(Ordonnance du 8 mai 2017, p. 334, par. 17-22).
Lors de son contre-interrogatoire, on lui a demandé et répondu :
"Q. Je n'arrivais pas à comprendre. Je te dis que tu n'es pas quelqu'un qui ne comprend pas la question.. Tu es une personne avec une tête, Tu es un homme d'affaires, Engagé dans le commerce, Vous êtes impliqué en politique au Gilboa, Tu n'es pas stupide. Quand tu lui parles des choses qui sont vivantes et respirantes, tu parles à Eyal de l'arme et tu comprends que c'est à propos de l'arme et que maintenant tout ce que tu fais ici aujourd'hui essaie de te faire passer pour quelqu'un qui ne comprend pas la question, Comme si tu ne savais rien, Ce n'est pas vrai. Tu sais que tu lui parles d'armes, Que tu parles à la chance à propos des armes, Tu lui dis le mot "Amal"VIII"?
- J'ai été interrogé à propos d'Amal"VIII.
....
- Dis-moi Muhammad, On vous interroge sur Amal"VIII, Tu réponds à Amal"VIII?
- Faux, Je ne réponds pas à Amal"VIII
- Alors, de quoi tu parles avec elle ??
- Je parle à Mazal d'une histoire non vraie. Et il y avait beaucoup d'autres choses dont nous avons parlé qui n'avaient absolument rien à voir avec l'affaire. Parce que j'étais sûr que ça resterait entre nous".

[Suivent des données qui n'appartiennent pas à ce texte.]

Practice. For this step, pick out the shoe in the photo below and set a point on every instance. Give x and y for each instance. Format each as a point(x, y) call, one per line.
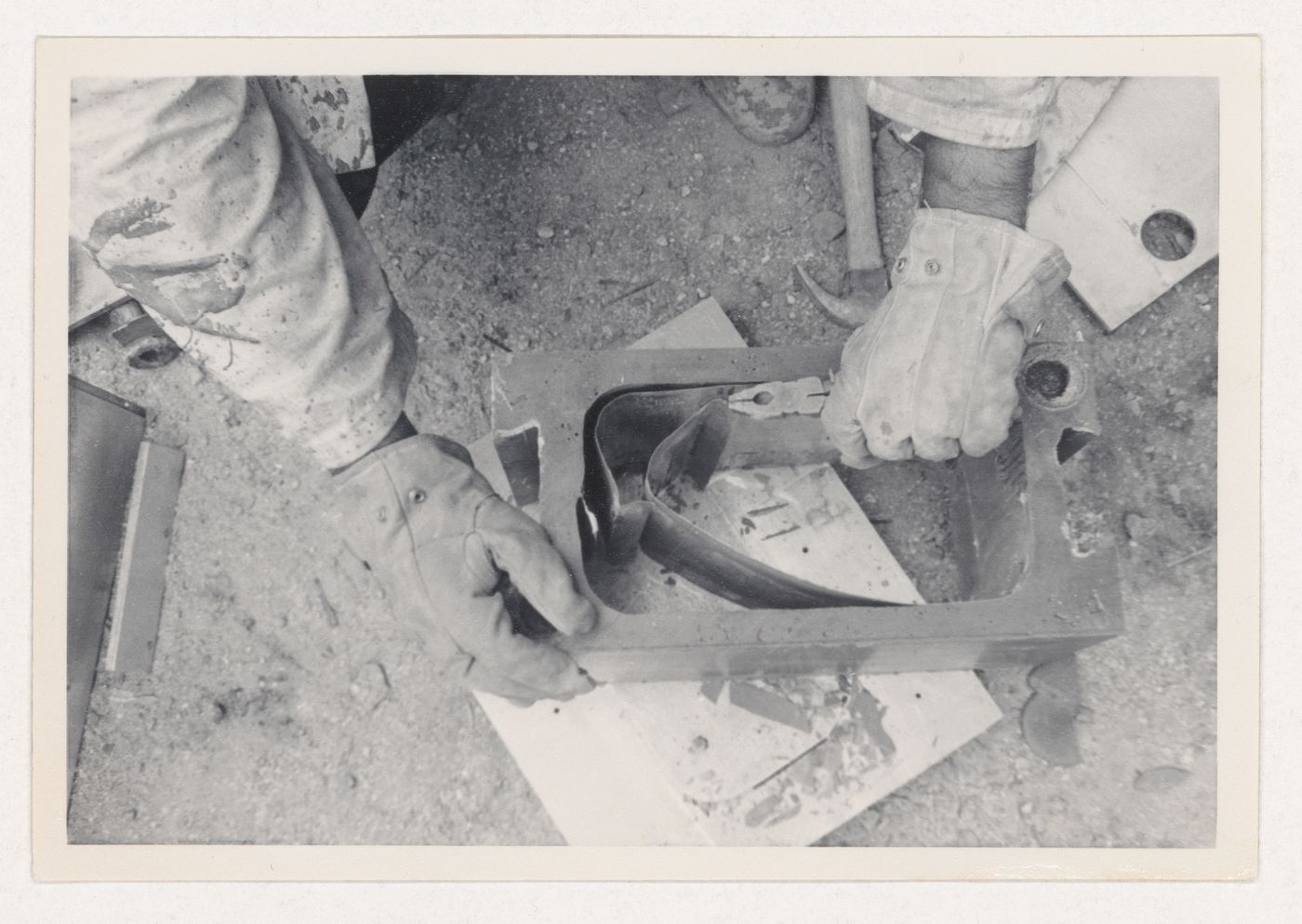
point(764, 110)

(Pr. du 8 mai 2017, p. 338, questions 17-20, questions 27-31).
Il affirme également :
"Q. Je te dis que tu lui as dit qu'il y avait plus d'espoir"VIII, Pire choses que tu connais?

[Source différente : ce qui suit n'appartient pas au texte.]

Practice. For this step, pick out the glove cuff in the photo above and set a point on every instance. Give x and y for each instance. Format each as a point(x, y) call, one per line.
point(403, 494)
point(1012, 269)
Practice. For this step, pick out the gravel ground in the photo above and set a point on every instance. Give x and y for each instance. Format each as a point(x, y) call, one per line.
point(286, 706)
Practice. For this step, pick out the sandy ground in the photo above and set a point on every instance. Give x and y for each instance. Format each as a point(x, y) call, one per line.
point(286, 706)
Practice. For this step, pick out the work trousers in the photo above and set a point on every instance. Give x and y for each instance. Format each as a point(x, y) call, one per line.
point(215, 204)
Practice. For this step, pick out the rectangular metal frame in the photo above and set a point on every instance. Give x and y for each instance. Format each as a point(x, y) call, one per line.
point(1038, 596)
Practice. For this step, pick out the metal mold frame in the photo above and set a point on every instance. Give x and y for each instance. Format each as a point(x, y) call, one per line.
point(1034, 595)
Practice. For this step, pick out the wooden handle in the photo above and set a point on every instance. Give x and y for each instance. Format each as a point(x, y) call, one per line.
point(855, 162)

- Je n'ai pas dit espoir."VIII. Oui, peut-être qu'il y a pire".
(Procuration du 8 mai 2017, p. 343, paras. 10-12).
D'après tout ce qui précède, il est clair que, d'après les déclarations du défendeur dans P/172, il a admis avoir reçu les armes dans sa voiture, qu'il savait qu'il s'agissait d'une arme, et qu'il en connaissait la quantité.
Si l'accusé ne savait rien des armes dans sa version de défense, pourquoi a-t-il demandé aux enquêteurs de négocier son retour ? La tentative d'obtenir une explication du défendeur a échoué.
Le témoignage de l'accusé est peu fiable, tendancieux, en partie illogique et truffé de contradictions
- Le témoignage de l'accusé était plein de contradictions, qui lui furent reprochés et il eut l'occasion de les expliquer, mais il ne le fit pas. Certaines contradictions découlent des citations ci-dessus, et une autre partie sera détaillée ci-dessous.
Premièrement, concernant sa présence à Beit Kama au moment de l'incident - le 29 avril 2016 - il a été initialement affirmé lors de la phase de réponse que « le défendeur n'était pas au carrefour de Beit Kama le 29 avril 2016, à aucun moment ce jour-là, le défendeur n'était au carrefour de Beit Kama » (par. 27.2.2017, p. 32, par. 18-19).